TARGETED ONCOLOGY:What are you thoughts on PD-L1 as a dynamic biomarker?
Kerr:Much of the evidence will suggest that it is dynamic and that it is inducible, and will be up- or down-regulated according to stimuli, including immune stimuli, in the tumor. This is probably one of the other reasons why the biomarker doesn't look at good as it otherwise might be, because the test is performed at one time point, and when the patient is actually receiving the therapy, the PD-L1 stages of the tumor may have changed. There are very little data out there and I think what data have appeared might suggest that it's a little less dynamic than we thought it might be. Certainly, expression levels will change.
TARGETED ONCOLOGY:In starting to understand all this, how can oncologists think about PD-L1?
Kerr:I think that the practice of testing will be driven by 2 things. It will be driven by a requirement mandated by whatever license the drug has in whatever health system or country the oncologist is working. It may be necessary to test to prove a certain level of expression to have a reimbursable prescription. In health systems where testing is not required, the oncologist may still wish to know what the PD-L1 expression is, because there is still no doubt in my mind that most of the data indicate that the chances of response to these therapies is determined by the level of expression.
If you are a very low responder, or a negative responder, your chances of responding to the drug, which is expensive and has side effects, are significantly less. Within that group of patients, we're now beginning to be concerned that some of those patients actually progress rapidly when they're given immunotherapy. So that's another concern about the liberal use of the drug. We haven't quite learned the best way to use it yet.
TARGETED ONCOLOGY:What other biomarkers are currently, or will become, important?
Kerr:The list gets longer by the day, but in practice for most of us, we still really only have two biomarkers that are associated with approved and reimbursed therapies. That's EGFR mutations and ALK translocation. We've been talking about these for a long time, and we've been talking about a long list of other biomarkers for a really long time, but very few of them have gotten over the line and become completely approved.

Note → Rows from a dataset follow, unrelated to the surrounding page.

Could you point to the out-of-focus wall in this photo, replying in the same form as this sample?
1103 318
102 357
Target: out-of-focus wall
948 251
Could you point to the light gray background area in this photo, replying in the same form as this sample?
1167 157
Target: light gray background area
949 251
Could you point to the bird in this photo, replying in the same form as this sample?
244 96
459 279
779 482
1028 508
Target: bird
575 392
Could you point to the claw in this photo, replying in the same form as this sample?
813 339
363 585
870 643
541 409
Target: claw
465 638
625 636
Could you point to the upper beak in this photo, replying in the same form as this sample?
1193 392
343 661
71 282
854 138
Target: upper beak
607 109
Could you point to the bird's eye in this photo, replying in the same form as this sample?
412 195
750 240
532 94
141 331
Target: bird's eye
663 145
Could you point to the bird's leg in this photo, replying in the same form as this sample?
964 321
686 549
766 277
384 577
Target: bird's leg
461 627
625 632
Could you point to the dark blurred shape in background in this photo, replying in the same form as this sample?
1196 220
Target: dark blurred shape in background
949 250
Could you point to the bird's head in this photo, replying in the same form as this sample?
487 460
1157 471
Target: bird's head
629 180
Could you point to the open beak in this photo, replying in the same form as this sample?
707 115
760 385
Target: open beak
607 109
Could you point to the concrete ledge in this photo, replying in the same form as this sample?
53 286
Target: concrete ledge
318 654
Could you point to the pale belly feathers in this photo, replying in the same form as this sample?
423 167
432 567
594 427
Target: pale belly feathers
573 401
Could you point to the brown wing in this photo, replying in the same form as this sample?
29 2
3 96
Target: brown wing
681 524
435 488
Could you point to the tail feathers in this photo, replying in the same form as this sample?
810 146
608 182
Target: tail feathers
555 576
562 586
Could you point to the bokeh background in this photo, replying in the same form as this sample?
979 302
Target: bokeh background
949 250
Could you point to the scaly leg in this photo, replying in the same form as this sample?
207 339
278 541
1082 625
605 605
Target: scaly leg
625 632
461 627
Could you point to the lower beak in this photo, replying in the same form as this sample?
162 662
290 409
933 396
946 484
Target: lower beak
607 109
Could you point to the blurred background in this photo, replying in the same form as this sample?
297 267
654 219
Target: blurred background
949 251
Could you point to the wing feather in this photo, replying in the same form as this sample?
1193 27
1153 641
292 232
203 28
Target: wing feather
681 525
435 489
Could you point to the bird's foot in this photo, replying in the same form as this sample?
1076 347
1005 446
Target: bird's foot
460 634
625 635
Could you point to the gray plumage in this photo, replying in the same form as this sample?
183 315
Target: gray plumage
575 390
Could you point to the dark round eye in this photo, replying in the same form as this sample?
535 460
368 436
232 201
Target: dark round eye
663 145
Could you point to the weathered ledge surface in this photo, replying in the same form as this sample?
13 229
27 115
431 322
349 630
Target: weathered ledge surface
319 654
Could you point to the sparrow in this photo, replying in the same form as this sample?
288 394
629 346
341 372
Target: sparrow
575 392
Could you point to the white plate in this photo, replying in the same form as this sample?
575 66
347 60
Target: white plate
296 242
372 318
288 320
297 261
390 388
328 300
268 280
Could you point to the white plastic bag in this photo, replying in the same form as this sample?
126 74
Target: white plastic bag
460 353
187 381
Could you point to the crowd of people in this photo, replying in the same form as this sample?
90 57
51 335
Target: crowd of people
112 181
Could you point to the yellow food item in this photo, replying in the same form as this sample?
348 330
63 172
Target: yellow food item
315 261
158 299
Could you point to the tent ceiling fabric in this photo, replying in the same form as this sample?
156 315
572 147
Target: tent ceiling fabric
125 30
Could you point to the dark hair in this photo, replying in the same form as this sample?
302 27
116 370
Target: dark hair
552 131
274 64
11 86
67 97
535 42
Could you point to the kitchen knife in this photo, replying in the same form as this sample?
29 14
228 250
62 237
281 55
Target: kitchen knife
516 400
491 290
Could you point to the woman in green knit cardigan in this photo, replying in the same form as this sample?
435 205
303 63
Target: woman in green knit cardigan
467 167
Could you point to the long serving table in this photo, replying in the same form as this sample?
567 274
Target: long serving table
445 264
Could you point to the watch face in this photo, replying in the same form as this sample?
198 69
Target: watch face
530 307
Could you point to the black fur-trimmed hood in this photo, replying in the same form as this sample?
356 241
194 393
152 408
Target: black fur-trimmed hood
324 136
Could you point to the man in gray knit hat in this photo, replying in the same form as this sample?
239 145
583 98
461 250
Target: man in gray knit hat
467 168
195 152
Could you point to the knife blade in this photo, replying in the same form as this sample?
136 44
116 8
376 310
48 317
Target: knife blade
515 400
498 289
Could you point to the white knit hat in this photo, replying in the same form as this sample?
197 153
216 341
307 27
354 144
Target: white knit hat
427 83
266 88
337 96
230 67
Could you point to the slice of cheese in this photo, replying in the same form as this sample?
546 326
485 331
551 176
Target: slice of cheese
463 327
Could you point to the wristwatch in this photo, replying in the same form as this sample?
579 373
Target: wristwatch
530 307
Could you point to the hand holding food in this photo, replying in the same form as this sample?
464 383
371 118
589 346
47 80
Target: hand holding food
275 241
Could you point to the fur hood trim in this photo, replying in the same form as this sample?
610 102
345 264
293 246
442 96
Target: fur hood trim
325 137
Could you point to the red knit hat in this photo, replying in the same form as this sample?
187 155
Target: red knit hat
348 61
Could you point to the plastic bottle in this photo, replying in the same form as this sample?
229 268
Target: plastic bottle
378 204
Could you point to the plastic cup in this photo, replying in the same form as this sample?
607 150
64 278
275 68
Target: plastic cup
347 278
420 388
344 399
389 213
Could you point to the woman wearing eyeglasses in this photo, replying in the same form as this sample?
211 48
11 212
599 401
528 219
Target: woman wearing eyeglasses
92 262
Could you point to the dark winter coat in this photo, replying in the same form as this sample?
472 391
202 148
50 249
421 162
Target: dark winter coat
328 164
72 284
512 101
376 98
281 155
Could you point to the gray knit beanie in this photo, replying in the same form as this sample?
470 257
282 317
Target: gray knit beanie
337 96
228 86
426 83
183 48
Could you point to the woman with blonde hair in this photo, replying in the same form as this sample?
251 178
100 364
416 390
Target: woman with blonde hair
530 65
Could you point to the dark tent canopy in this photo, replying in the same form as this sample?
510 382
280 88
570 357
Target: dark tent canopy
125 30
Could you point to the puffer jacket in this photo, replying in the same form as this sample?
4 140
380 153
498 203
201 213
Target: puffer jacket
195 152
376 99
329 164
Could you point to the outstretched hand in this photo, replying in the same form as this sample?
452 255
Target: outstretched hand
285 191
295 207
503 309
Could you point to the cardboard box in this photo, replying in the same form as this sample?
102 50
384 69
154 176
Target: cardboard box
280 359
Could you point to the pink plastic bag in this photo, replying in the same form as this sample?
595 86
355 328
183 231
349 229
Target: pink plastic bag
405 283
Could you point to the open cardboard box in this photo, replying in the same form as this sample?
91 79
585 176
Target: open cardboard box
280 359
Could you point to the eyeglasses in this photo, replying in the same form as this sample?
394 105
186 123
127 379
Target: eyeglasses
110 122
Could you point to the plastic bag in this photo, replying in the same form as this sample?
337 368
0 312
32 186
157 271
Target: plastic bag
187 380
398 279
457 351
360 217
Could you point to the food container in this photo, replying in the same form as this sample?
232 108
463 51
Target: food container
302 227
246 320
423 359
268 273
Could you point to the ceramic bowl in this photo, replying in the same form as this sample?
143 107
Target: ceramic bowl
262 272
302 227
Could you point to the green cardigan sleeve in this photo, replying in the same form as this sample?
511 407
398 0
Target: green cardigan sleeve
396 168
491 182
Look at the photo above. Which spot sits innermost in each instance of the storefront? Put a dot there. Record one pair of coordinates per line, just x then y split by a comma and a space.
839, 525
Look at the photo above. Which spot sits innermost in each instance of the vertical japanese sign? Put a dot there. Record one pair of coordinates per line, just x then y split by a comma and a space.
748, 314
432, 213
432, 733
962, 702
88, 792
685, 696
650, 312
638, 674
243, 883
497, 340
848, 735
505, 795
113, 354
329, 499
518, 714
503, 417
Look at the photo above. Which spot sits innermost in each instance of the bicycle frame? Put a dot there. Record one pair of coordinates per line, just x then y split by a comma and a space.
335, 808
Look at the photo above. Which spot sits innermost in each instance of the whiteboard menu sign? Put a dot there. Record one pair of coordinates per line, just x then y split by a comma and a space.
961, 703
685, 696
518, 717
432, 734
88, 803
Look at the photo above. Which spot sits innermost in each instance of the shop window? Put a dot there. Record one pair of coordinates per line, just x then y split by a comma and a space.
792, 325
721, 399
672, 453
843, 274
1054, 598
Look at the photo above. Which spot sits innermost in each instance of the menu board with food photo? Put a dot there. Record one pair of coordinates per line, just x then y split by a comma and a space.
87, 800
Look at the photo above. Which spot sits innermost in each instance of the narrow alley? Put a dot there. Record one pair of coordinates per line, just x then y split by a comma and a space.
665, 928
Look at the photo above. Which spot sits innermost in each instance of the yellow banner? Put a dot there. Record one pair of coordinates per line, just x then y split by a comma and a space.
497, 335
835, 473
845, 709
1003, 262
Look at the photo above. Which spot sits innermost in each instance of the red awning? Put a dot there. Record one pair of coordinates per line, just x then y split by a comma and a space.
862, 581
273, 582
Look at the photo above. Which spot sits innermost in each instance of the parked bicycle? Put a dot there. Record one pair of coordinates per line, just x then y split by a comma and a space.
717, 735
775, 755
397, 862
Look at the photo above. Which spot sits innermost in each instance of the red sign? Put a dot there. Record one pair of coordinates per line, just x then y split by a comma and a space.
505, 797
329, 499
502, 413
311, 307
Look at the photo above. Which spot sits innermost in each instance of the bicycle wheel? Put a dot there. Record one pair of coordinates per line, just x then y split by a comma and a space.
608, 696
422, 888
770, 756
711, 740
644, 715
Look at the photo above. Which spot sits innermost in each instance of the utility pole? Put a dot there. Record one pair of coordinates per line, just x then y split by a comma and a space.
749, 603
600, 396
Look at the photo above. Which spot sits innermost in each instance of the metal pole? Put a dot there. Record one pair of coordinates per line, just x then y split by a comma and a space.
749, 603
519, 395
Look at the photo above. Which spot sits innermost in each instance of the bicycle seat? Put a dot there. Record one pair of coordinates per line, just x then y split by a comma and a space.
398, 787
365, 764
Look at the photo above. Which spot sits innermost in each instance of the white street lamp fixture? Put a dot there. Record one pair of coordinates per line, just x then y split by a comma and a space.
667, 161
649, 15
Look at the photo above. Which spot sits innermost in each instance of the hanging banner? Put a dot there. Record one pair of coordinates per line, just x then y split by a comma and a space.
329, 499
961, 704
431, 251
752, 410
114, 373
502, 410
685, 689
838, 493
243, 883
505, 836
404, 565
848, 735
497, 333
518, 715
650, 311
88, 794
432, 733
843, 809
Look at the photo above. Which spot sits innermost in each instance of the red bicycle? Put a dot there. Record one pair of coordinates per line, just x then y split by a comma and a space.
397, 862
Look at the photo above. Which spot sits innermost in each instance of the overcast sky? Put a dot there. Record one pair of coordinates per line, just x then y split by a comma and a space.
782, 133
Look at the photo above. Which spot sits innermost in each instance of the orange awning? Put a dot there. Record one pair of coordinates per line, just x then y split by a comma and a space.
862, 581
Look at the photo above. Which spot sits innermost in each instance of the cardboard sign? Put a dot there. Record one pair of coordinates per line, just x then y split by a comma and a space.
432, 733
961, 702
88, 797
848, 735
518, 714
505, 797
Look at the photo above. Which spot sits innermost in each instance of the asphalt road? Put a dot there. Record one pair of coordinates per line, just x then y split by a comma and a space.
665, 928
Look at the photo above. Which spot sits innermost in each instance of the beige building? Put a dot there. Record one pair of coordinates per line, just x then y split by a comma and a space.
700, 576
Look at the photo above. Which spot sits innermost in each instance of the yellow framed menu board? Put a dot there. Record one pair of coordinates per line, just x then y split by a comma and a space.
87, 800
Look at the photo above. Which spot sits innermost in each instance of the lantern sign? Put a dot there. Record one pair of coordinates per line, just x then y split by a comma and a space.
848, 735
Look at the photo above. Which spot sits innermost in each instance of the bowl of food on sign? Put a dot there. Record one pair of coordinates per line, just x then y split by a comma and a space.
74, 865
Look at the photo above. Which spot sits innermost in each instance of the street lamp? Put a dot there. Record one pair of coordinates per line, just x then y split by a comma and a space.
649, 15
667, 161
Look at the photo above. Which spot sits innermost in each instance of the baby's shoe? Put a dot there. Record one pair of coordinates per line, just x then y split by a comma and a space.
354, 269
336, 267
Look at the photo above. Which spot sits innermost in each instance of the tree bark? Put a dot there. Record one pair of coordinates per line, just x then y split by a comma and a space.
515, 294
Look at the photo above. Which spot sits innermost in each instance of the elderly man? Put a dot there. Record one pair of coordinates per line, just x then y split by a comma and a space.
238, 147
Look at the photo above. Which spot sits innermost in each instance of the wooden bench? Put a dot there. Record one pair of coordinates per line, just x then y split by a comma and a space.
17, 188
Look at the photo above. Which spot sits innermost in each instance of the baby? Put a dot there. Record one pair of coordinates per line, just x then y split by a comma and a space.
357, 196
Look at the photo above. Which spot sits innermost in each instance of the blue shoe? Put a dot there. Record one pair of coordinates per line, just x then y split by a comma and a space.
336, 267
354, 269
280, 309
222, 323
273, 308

The next one around the corner, and it's already around the corner in some places like in the US, is ROS1. In other countries treatments for ROS1 are not yet approved, so testing for ROS1 is still something of an academic exercise. If you find a patient with ROS1, you either have to get compassionate use of the drug because it's not on hospital lists, or you have to get patients into trials. So it's still a challenge in that sense, but I'm sure within the next 12 months, let's hope at least, that ROS1 will become part of our routine testing portfolio.
After that, there will be other things, possibly HER2, and we have MET beginning to make a resurgence through the EXON 14 skipping mutation story, and those patients appear to be sensitive to some of the MET inhibitors. There are many other potential drugs out there with potential biomarkers, and of course that's going to throw up all sorts of challenges for us going forward.
TARGETED ONCOLOGY:What sorts of challenges do you perceive will present themselves in the realm of biomarkers?
Kerr:If there is a demand for a whole multiplicity of tests on one single sample, a pathologist like me is always moaning about having tiny amounts of tumor to work with. So we're going to have to be smarter about our testing strategy, and part of that may be the better use of next-generation sequencing, which can give us a tremendous amount of information about a large number of targets and mutations, and probably possibly gene copy number. That will help, but it won't provide the only answer.